Ze vertonen bitter weinig
belangstelling voor de inhoud van hun kinderwagens en ook niet voor de opa of
oma, die ze tegenkomen.
Geen blik van
verstandhouding, geen begrijpend lachje, geen knik, niks.
Ze lopen langs
lucht of misschien wel hun eigen spiegelbeeld. Ik weet het niet
Met een flauwe maar
wel ingetogen glimlach, lopen ze als in trans achter hun kleinkind of het
kleinkind van een ander aan. Straat in en straat uit.
Bij de wandelende opa’s
zie je soms nog een glimp van gĂȘne,
maar dat mogen ze onder geen voorwaarde echt laten merken.
De oma’s hebben meer
gevoel voor decorum.
Ze lopen er op zijn
paasbest bij.
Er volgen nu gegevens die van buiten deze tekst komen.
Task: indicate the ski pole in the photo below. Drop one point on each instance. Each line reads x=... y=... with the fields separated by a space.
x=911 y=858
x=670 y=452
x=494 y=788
Slank afkledend pakje of jurkje.
De grijzen haren
weg gewerkt in een vlot geknipte kapsel.
Ze willen wel oma
zijn, maar wel van het type Piep-oma.
Zo’n “je bent toch nog
niet zo oud, oma”
Ze zig-zaggen van
noord naar zuid en van oost naar west en andersom door het dorp.
Het heeft iets van
een ballet met een strakke choreografie.
Maar ik zie er geen
echt patroon in, dus zal ik me alles wel verbeelden.